Wall Street provided a positive lead following soothing comments from top White House economic advisor Larry Kudlow on the chances of a trade deal when the leaders of the world’s top two economies meet Saturday.
‘The president said there’s a good possibility we can make a deal and he’s open to it but certain conditions have to be met, certain things have to be changed,’ Kudlow told a White House briefing.
The remarks came a day after Trump warned that if he cannot reach a deal with Xi he expects to increase tariffs on $250 billion of Chinese goods and impose levies on all the other goods the US imports from the country.
While observers do not expect a wide-ranging deal to be made at the meeting, which takes place on the sidelines of a G20 summit in Buenos Aires, there is the possibility of an agreement that will allow the two to reach a consensus down the line.
‘It will depend a lot about the kind of comments that will come out after the meeting,’ Massimiliano Bondurri, founder and chief executive officer of SGMC Capital in Singapore, told Bloomberg TV.
‘We don’t expect anything saying a deal will never be found, we expect some formal comments will be made as in discussions will be ongoing, but we haven’t found any agreement as of yet, so that’s likely to weigh on the risk sentiment on global markets.’
Hong Kong jumped 1.3 per cent and Shanghai closed 1.1 per cent higher with Tokyo climbing one per cent.
Singapore added 0.3 per cent, Seoul was up 0.4 per cent and Taipei rallied 1.1 per cent, while Wellington, Mumbai and Bangkok were all higher. Sydney was marginally lower.
In early European trade London and Frankfurt each rose 0.4 per cent, while Paris gained 0.3 per cent.
However, Eli Lee, head of investment strategy at the Bank of Singapore, warned that failure to reach an agreement this weekend would spell trouble.
‘Given that the markets are pricing in some likelihood of a ceasefire or resolution, a no-deal scenario will cause a negative knee-jerk reaction for risk assets,’ he said in a report.
‘The prospects of further trade escalation and disruptive second-order effects will exacerbate growth fears and drive further asset de-rating, particularly for Asian equities.’
Also on the radar is a speech later in the day by Fed boss Jerome Powell, which comes a day after Vice Chairman Richard Clarida hinted at a more cautious approach.

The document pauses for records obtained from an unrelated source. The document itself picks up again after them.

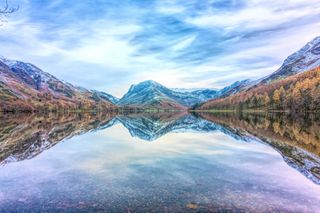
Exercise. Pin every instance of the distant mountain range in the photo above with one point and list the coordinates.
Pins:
(24, 86)
(305, 59)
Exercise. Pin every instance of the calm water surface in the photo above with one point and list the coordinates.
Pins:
(158, 163)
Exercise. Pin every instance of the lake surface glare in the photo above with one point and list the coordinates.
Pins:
(159, 163)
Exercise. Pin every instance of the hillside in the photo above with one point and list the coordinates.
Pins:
(307, 58)
(150, 94)
(25, 87)
(300, 92)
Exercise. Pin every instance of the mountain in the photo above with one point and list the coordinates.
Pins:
(298, 93)
(234, 88)
(150, 127)
(25, 87)
(306, 58)
(154, 95)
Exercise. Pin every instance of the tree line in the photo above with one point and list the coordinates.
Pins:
(300, 92)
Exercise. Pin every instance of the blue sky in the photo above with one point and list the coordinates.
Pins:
(109, 45)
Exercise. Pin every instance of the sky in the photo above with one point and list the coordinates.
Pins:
(108, 45)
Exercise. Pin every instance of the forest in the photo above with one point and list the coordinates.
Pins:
(298, 93)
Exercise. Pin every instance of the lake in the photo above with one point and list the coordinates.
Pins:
(159, 162)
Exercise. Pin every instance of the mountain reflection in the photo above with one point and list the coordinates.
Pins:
(296, 139)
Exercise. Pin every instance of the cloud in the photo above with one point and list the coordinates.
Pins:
(109, 45)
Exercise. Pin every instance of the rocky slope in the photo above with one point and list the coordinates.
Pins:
(25, 87)
(306, 58)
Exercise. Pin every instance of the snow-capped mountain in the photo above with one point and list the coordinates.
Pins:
(234, 88)
(305, 59)
(152, 94)
(25, 87)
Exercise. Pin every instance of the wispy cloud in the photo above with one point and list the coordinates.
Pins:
(108, 45)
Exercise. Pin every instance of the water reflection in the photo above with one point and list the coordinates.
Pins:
(205, 162)
(296, 138)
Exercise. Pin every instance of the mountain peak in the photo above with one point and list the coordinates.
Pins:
(307, 58)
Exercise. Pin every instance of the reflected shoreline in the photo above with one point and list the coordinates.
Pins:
(24, 136)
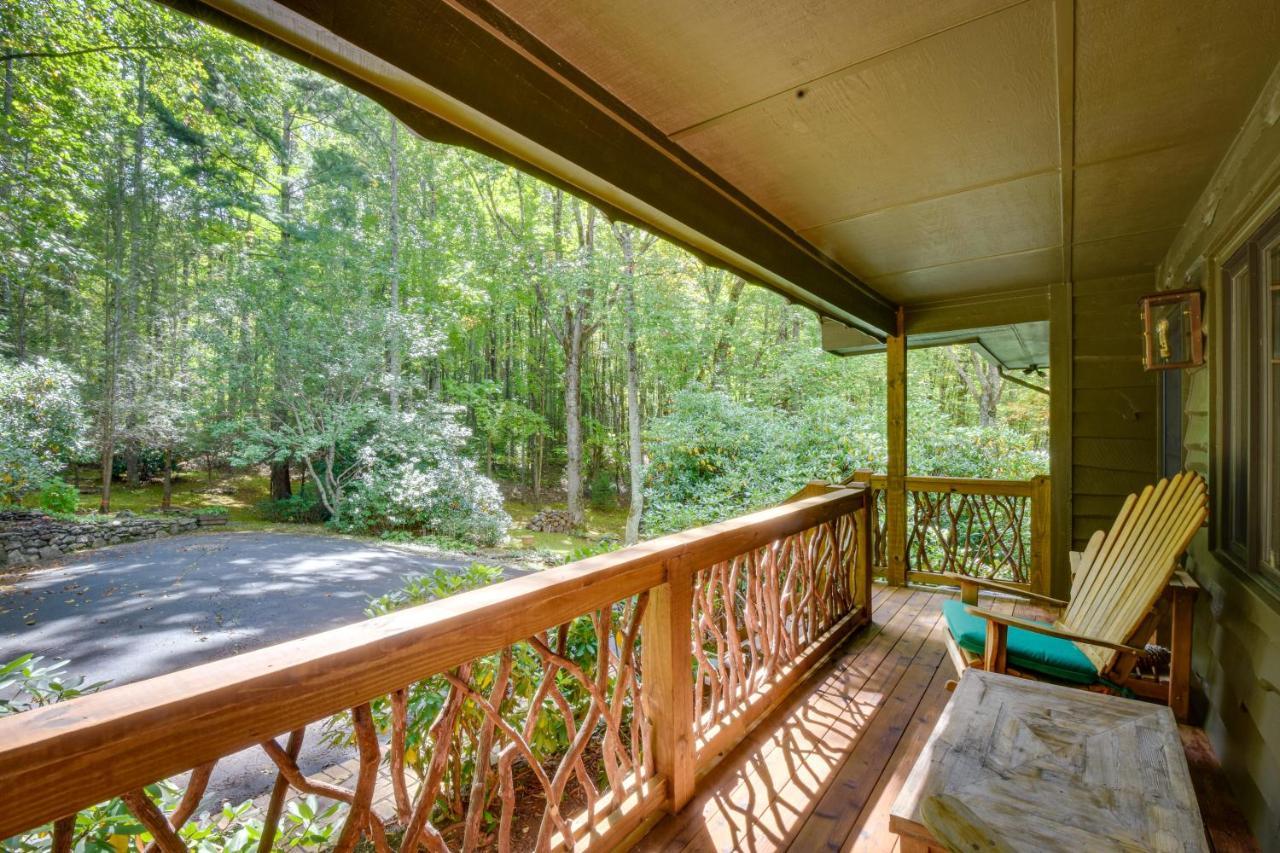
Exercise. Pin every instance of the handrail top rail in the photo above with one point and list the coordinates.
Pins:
(963, 484)
(131, 735)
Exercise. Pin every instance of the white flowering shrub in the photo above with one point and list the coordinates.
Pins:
(414, 475)
(40, 424)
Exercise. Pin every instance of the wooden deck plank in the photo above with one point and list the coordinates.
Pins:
(892, 612)
(1225, 826)
(823, 770)
(871, 830)
(835, 815)
(789, 780)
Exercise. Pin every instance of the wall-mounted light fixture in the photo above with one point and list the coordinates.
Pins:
(1171, 331)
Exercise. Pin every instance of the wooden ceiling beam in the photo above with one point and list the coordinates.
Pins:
(1064, 26)
(474, 77)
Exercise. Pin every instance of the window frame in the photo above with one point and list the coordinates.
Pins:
(1240, 346)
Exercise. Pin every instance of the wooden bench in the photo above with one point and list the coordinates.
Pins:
(1027, 765)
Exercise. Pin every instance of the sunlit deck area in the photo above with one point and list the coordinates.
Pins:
(822, 771)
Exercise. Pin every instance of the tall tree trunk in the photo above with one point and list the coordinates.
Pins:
(280, 486)
(981, 379)
(393, 338)
(167, 496)
(137, 197)
(112, 328)
(635, 451)
(574, 418)
(728, 319)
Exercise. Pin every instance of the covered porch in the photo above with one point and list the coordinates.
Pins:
(1008, 174)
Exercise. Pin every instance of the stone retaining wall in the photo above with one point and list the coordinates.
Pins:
(30, 536)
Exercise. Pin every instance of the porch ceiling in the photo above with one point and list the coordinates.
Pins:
(851, 154)
(922, 145)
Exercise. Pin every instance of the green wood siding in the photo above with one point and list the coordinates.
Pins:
(1237, 642)
(1114, 402)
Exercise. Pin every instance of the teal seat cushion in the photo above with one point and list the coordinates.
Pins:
(1052, 656)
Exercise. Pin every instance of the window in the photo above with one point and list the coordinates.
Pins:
(1248, 457)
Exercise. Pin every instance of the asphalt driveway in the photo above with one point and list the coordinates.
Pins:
(145, 609)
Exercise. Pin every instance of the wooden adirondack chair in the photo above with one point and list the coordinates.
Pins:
(1123, 587)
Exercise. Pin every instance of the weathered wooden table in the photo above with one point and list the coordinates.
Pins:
(1046, 767)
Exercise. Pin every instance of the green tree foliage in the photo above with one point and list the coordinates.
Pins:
(41, 424)
(243, 260)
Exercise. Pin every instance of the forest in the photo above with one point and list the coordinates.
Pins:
(214, 260)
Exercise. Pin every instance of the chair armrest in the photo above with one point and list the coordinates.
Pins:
(1050, 630)
(995, 585)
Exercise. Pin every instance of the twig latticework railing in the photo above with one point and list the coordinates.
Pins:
(993, 529)
(757, 612)
(645, 662)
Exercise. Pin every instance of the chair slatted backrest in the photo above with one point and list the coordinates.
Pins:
(1124, 571)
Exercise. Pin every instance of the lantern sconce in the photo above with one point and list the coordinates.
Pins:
(1171, 331)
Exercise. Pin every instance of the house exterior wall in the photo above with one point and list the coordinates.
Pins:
(1237, 637)
(1114, 402)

While the bank is expected to lift rates next month, traders will be looking to see if Powell indicates a slowing of its pace of hikes in light of softer readings at home and signs of global weakening.
Expectations that rates would continue to rise through to 2020 — making it more expensive to borrow for investing — have weighed on global markets this year.
Powell’s speech also comes a day after Trump said he was ‘way off base’ for continuing with his tightening policy.
‘I’m doing deals and I’m not being accommodated by the Fed,’ Trump told the Washington Post in his latest swipe at the central bank boss he handpicked for the job. Powell has dismissed similar attacks from the White House in the past.
Trade deal hopes also provided a lift to beaten-down oil prices, with both main contracts up more than one per cent.
The commodity has been hammered since hitting four-year highs at the start of October, with traders worried about the effects of the trade war, as well as other issues including slowing demand, increasing production and a softening Chinese economy.